Here's a look at how they work together.
Setup
Install CogDB:
pip install cogdbWe're going to use a basic dataset of 100 films from 15 countries. The following code fetches the dataset, loads it into a graph, and vectorizes all nodes:
import requests
from cog.torque import Graph
url = "https://raw.githubusercontent.com/arun1729/data/refs/heads/master/movies.json"

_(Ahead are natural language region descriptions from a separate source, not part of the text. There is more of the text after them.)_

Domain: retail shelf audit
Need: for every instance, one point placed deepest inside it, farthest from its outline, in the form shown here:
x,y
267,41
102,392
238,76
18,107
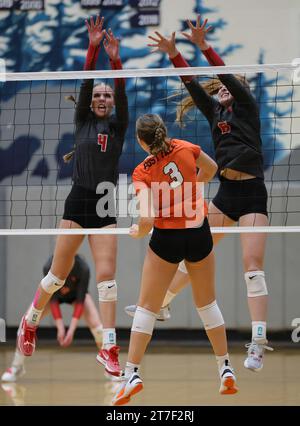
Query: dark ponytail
x,y
152,130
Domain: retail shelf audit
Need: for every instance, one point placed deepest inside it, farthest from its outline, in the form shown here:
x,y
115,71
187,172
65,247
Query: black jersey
x,y
76,285
235,130
94,161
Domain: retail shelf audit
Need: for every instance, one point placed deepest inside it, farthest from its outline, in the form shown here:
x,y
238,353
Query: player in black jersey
x,y
74,292
99,139
242,196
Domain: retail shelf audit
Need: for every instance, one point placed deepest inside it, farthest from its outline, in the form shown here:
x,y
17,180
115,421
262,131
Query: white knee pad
x,y
107,291
50,283
256,284
211,315
143,321
182,267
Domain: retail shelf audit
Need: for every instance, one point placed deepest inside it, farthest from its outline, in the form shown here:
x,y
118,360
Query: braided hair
x,y
152,130
211,86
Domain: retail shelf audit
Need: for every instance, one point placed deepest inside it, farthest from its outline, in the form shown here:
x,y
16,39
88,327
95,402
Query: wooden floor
x,y
181,377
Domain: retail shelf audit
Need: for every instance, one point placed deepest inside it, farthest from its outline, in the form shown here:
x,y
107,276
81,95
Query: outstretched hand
x,y
111,45
164,44
96,33
198,33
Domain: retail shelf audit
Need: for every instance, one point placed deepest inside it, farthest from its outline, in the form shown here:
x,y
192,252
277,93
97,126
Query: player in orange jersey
x,y
168,191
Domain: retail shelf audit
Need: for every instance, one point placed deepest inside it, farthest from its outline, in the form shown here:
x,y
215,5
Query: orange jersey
x,y
178,198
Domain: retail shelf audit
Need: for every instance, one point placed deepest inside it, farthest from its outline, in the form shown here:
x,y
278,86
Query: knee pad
x,y
50,283
143,321
182,267
211,315
256,284
107,291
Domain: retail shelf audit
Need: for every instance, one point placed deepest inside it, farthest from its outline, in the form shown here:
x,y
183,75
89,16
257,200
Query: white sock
x,y
97,332
221,360
33,316
18,359
168,298
259,331
109,337
131,368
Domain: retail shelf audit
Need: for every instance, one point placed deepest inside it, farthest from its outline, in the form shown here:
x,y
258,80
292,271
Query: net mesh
x,y
37,129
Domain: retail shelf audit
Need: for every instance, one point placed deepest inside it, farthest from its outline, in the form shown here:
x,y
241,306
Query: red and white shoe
x,y
127,389
26,338
110,359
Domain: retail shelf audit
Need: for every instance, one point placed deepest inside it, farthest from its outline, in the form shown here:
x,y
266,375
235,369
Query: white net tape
x,y
25,197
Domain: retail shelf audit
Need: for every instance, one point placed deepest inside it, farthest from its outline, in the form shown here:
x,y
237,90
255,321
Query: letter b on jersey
x,y
224,127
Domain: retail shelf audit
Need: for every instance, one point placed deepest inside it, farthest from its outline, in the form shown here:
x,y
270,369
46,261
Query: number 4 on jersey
x,y
102,141
176,177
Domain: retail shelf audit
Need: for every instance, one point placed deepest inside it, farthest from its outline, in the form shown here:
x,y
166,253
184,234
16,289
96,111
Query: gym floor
x,y
173,376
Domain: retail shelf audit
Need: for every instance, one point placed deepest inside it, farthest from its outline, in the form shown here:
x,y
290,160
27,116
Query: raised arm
x,y
112,47
201,99
96,34
198,37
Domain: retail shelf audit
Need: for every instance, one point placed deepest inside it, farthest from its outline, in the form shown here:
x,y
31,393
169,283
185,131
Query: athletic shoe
x,y
15,392
254,361
26,338
115,379
110,359
228,380
13,373
163,315
127,389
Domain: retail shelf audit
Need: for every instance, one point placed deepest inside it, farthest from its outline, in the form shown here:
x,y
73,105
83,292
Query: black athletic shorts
x,y
235,198
175,245
80,207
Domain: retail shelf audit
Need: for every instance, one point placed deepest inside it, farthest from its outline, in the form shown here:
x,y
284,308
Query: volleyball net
x,y
37,130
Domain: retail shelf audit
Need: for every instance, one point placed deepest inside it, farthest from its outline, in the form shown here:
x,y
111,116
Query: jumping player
x,y
242,195
99,140
74,292
172,164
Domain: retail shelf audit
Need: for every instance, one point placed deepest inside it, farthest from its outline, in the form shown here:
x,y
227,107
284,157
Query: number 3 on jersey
x,y
176,177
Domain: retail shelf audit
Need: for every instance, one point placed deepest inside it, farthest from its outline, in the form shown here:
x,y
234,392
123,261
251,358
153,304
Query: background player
x,y
99,137
74,292
172,164
242,195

data = requests.get(url).json()
g = Graph("movies")
triples = [(s, p, o) for s, p, o in data["triples"]]
g.put_batch(triples)
g.vectorize()The data is just triples. Every film has a director, genre, language, country, cast, and a one-sentence plot description. Importantly, there is no external metadata attached to the actors. There is no birthplaces, nationalities or awards data.
Queries
1. Finding British actors (without nationality data)
g.v().has("type","actor").k_nearest("British actor", k=3).tag("actor").inc().has("type","film").all()
# Output:
# {'result': [{'id': "The King's Speech", 'actor': 'Colin Firth'},
# {'id': 'Trainspotting', 'actor': 'Ewan McGregor'},
# {'id': 'Skyfall', 'actor': 'Daniel Craig'}]}Because the graph lacks a nationality field for actors, a standard graph query would fail here. However, the embedding model already knows who Colin Firth, Ewan McGregor, and Daniel Craig are. The query uses the vector model to identify names semantically similar to "British actor," and then uses the graph to traverse back to the films they starred in.

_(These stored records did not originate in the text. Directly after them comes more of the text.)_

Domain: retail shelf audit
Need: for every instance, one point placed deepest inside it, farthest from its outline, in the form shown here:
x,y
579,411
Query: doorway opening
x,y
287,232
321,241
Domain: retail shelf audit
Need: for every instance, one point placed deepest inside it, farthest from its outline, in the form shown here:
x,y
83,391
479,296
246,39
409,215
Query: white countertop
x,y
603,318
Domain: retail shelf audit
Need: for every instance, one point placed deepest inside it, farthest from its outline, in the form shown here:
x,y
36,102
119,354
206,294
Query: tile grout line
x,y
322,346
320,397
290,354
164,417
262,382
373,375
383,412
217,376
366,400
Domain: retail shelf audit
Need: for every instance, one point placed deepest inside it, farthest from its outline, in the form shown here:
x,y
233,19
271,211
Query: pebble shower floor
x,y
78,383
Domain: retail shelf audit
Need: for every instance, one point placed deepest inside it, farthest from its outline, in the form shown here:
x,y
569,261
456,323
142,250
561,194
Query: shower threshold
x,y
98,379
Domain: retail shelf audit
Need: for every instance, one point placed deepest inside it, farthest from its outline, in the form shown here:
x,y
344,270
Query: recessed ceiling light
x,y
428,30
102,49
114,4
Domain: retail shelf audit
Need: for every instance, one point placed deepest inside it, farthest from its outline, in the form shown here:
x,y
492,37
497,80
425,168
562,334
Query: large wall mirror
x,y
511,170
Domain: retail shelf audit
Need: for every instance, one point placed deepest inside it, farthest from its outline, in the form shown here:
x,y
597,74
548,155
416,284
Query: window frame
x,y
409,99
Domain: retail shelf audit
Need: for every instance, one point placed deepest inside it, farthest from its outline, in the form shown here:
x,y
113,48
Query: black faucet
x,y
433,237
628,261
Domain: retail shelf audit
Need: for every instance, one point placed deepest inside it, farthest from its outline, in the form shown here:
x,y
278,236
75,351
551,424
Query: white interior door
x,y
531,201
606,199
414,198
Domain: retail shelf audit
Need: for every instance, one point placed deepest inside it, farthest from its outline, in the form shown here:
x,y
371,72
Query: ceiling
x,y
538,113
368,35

2. Searching plots by concept to find the director
g.v().has("type", "film").out("plot").k_nearest("scifi related to aliens", k=1).inc("plot").tag("film").out("directed_by").all()
# Output:
# {'result': [{'id': 'Denis Villeneuve', 'film': 'Arrival'}]}This query filters down to films, follows the edges to their plot descriptions, runs a semantic search on those descriptions, traces back to the film, and finally follows the edge to the director.
None of the plots in the dataset actually contain the words "scifi" or "aliens." The plot for Arrival is simply: "A linguist races against time to communicate with extraterrestrial visitors before global tensions explode." The embedding model bridges the vocabulary gap between the query and the raw data.
3. Finding films with Oscar-winning actors (without awards data)
g.v().has("type", "film").k_nearest("with oscar winning actors", k=3).tag("movie").out().has("type","actor").all()
# Output:
# {'result': [{'id': 'Al Pacino', 'movie': 'The Godfather'},
# {'id': 'Marlon Brando', 'movie': 'The Godfather'},
# {'id': 'Ray Liotta', 'movie': 'Goodfellas'},
# {'id': 'Robert De Niro', 'movie': 'Goodfellas'},
# {'id': 'Shelley Duvall', 'movie': 'The Shining'},
# {'id': 'Jack Nicholson', 'movie': 'The Shining'}]}Just like the nationality example, there is no "Oscar" or "awards" field in this graph. The model relies on its pre-trained knowledge to identify films featuring Oscar-winning actors (like Brando, Pacino, De Niro, and Nicholson). Once the model flags the right films, the graph takes over to pull the full cast lists for those specific movies.
What's happening under the hood
The default embedding model (BGE-small-en-v1.5) acts as a stand-in for missing metadata (like cultural associations and career history), while the graph maintains the rigid structural relationships between the nodes.
Here is a breakdown of the query components used in the examples above:
| Component | What it does |
|---|---|
g.v().has("k", "v") | Filters nodes by a specific property. |
.out("edge") / .inc("edge") | Traverses the graph relationships (outgoing or incoming). |
.k_nearest("text", k=N) | Runs the semantic similarity search via the vector model. |
.tag("label") | Tags a specific node so it's remembered in the final output. |